L’ambassadeur du Maroc fait part des regrets de son gouvernement. Le consulat d’Algérie à Casablanca a été pris d’assaut, le vendredi 1er novembre par un groupe de jeunes en furie. Une scène marquée par l’intrusion d’un individu dans le consulat algérien avant d’arracher le drapeau de ce pays. Ce qui a donné naissance à une vive colère en Algérie.

(De notre correspondant à Alger)

Le consulat d’Algérie à Casablanca a été pris d’assaut, le vendredi 1er novembre par un groupe de jeunes en furie. Une scène marquée par l’arrachage de l’emblème algérien, entraînant une vive colère en Algérie.

Immédiatement après sa reprise de fonctions, après être rappelé par son gouvernement pour consultations, l’ambassadeur du Maroc en Algérie a eu à s’expliquer, ce dimanche, avec les responsables du ministère algérien des affaires étrangères. Bien entendu, cela portait sur la violation du Consulat général d’Algérie à Casablanca et la profanation de l’emblème national, qualifiées d’« actes inadmissibles ». La conférence d’Abuja de la quelle découle la décision de mettre en place un mécanisme de protection des droits de l’Homme au Sahara occidental et qui a fait l’objet d’un consensus entre les participants en est la principale motivation. L’ambassadeur du Royaume du Maroc en Algérie, Abdallah Belkaziz, tenu d’expliquer de façon circonstanciée cet acte jugé « inacceptable » par le gouvernement algérien, a fait son mea-culpa. La coïncidence de ce « dérapage » avec la célébration du déclenchement de la Révolution du 1er novembre a fait sortir de ses gonds plus d’un en Algérie.
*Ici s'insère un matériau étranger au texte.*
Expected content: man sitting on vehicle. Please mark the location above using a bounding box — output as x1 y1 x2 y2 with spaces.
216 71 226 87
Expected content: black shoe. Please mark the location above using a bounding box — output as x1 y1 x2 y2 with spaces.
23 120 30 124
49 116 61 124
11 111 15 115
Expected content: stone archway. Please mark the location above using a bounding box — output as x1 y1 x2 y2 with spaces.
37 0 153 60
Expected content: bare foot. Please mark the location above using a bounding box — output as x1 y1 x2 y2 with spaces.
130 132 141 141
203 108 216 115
Le diplomate marocain accrédité à Alger a exprimé les regrets de son gouvernement non sans reconnaître l’inadmissibilité de l’acte mais la vox populi s’indigne toujours dans la rue algérienne.

« Ce qui s’est produit ce vendredi à Casablanca contre notre représentation diplomatique rappelle les événements de 1994 quand les Algériens établis au royaume et ceux qui s’y rendaient pour des vacances étaient considérés comme persona non grata et étaient exposés à la vendetta populaire », nous fait remarquer Amokrane Abed, étudiant de son état. Le déchaînement de la foule sur le bâtiment faisant office de consulat est en violation de l’Article 31 de la Convention de Vienne sur les relations consulaires. Surtout sur l’obligation spéciale de prendre les mesures nécessaires pour protéger les locaux consulaires et empêcher qu’ils ne soient violés. Ce qui a donné la force de l’argument aux autorités algériennes de charger leurs homologues marocains de toute la responsabilité dans la création du climat de tension. Le déchaînement des manifestants hostiles à l’Algérie au royaume du Maroc, même considéré comme « acte isolé » de l’autre côté des frontières algériennes, est une version difficile à valider pour Alger. L’Algérie n’accorde pas de crédit à la thèse de l’incident isolé. Chose que les responsables du ministère des affaires étrangères auraient rappelé à Abdallah Belkaziz, en poste dans la capitale algérienne.

Cela dénote de l’obligation de veiller au respect des symboles de l’Etat algérien au royaume chérifien. L’appel insistant d’Alger à la création d’un mécanisme de protection des droits de l’Homme au Sahara occidental reformulé aussi par les intervenants à la conférence d’Abuja (Nigeria) est considéré par les observateurs en Algérie comme un facteur déclenchant des hostilités de la rue marocaine. Rappelons que dans un message lu en son nom par le ministre de la Justice, garde des Sceaux, Tayeb Louh, le Président Bouteflika, a jugé « plus que jamais d’actualité » la nécessité de mettre en place un mécanisme de suivi et de surveillance des droits de l’Homme au Sahara occidental qui lutte pour son indépendance depuis près de 40 ans. Ce qui est loin d’être du goût de la partie marocaine qui considère « provocateurs » ces agissements.